Верно, не случайно в черновых вариантах «Евгения Онегина» «мосье Швейцарец» (именно он, а не «француз убогой» по изначальному замыслу водил гулять в Летний сад юного героя) именован как «очень умный», «очень строгой», «очень важный» и даже «благородный».
Но вот факт достойный удивления: прежде чем профессор Будри, брат пламенного якобинца Жана-Поля Марата, начал обучать азам французской словесности в Царском Селе своего славного ученика, он числился гувернёром… Николеньки Гончарова, Николая Афанасьевича, в будущем отца Натали! И водил гулять своего воспитанника не по аллеям красивейшего петербургского сада, а по парку и рощам великолепного гончарского имения Полотняный Завод. Первый «швейцарский след» в Калужской губернии.
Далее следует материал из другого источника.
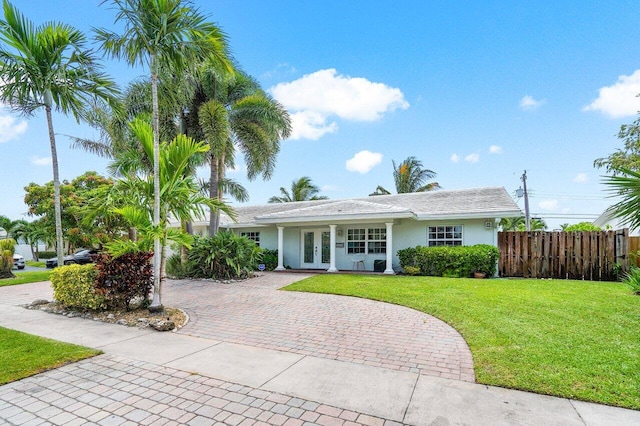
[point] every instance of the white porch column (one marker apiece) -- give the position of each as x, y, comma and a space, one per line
332, 249
389, 268
280, 249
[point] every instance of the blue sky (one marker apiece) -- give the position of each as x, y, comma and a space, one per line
478, 92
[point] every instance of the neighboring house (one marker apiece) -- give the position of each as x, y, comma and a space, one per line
366, 233
608, 221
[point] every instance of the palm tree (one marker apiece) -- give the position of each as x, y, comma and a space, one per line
182, 197
33, 233
49, 66
518, 224
409, 176
14, 228
625, 185
167, 36
233, 113
301, 190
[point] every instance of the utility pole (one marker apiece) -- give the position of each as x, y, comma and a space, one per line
527, 220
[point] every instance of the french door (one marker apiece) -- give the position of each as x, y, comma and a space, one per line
315, 250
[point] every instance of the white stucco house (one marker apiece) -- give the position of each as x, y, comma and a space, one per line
366, 233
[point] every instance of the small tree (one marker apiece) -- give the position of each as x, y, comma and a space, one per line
625, 185
7, 247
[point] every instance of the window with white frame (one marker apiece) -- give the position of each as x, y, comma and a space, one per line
366, 241
377, 240
254, 236
448, 235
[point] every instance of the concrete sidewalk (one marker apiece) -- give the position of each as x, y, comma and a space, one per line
331, 392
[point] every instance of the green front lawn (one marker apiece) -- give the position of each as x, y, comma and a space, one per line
26, 277
574, 339
24, 355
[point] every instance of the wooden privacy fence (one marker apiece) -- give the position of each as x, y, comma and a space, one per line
589, 255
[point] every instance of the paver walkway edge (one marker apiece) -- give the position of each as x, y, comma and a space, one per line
400, 396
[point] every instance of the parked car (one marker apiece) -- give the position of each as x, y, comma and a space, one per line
18, 261
80, 257
84, 256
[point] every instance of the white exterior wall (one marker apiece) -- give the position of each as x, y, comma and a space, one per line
406, 233
412, 233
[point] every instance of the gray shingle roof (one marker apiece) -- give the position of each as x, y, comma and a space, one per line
458, 203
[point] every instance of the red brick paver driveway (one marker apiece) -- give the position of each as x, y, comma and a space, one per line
349, 329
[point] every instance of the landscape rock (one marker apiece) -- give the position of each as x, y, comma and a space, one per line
162, 325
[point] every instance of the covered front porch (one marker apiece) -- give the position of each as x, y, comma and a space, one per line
332, 248
345, 235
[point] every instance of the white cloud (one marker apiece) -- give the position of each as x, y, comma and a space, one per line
315, 97
41, 161
10, 129
549, 205
472, 158
283, 69
620, 99
581, 178
529, 103
364, 161
310, 125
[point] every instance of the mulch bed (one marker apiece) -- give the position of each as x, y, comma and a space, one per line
139, 317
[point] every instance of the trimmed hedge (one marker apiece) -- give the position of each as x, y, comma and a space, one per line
73, 286
47, 254
270, 259
450, 261
124, 278
223, 256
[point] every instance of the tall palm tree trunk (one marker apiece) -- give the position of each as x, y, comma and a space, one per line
56, 187
214, 183
156, 303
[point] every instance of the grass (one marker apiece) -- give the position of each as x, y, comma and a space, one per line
26, 277
24, 355
573, 339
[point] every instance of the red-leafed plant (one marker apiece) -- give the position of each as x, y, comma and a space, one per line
124, 278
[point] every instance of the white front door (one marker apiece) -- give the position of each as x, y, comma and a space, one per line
315, 250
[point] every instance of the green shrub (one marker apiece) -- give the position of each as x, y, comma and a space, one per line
47, 254
450, 261
223, 256
124, 278
582, 226
412, 270
632, 279
7, 248
270, 259
175, 268
74, 286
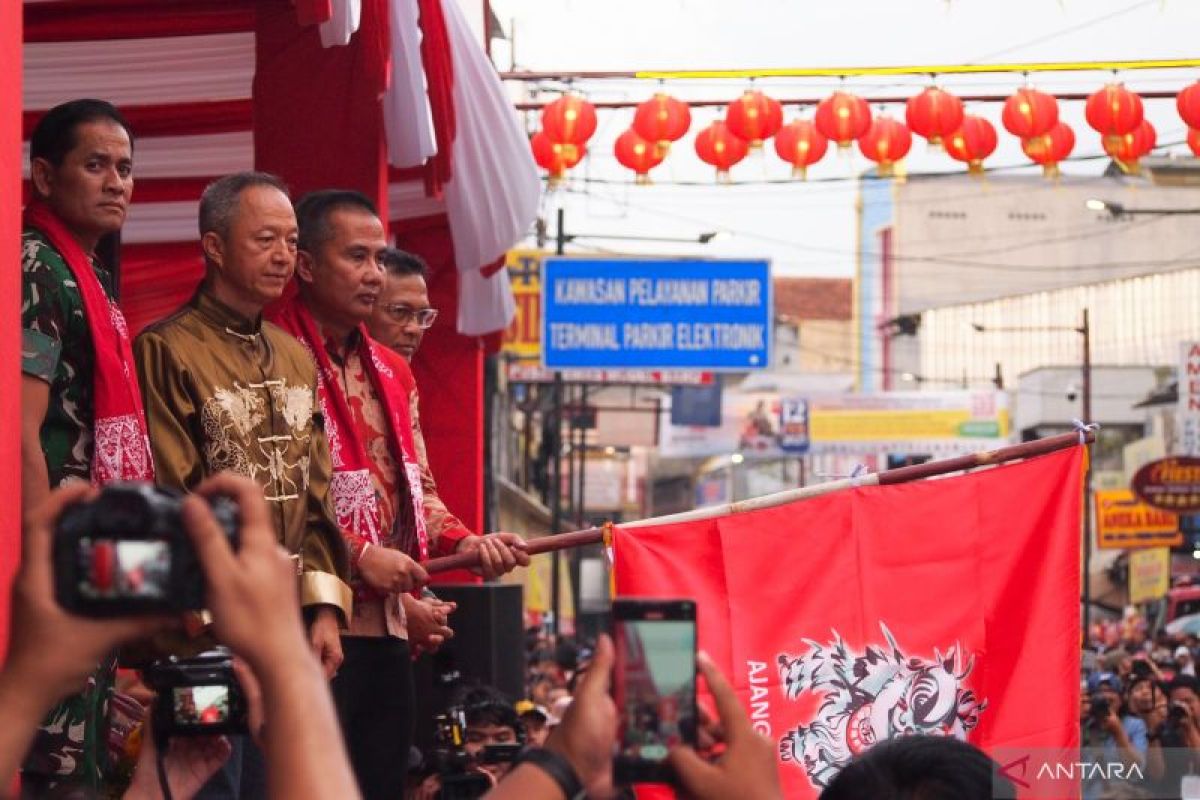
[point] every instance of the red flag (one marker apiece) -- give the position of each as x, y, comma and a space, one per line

И как знать, не благодаря ли стараниям «мосье Швейцарца» Николай Афанасьевич Гончаров получил прекрасное домашнее образование: в совершенстве владел французским, немецким и английским языками, играл на скрипке и виолончели, отдал дань стихотворчеству. Любовь к поэзии, литературе, искусству, языкам, заложенная с ранних лет, передана была впоследствии Гончаровым-отцом и собственным детям. И, конечно же, его младшей дочери, любимице Наташе, которой в будущем доведётся побывать и в Германии, и во Франции, и в Швейцарии.
Осень 1861 года красавица Натали, к тому времени генеральша Наталия Ланская, провела на берегу Женевского озера. Но была ли она счастлива, оказавшись в красивейшем уголке земли? Там, в Женеве, в сентябре застала её горькая весть из России о кончине отца; тогда же Наталия Николаевна надела траурное платье, и чёрный цвет стал отныне единственным для всех её нарядов. Как вспоминала её дочь Александра, она и «по окончании траура сохранила привычку ходить в чёрном, давно отбросив всякие претензии на молодость».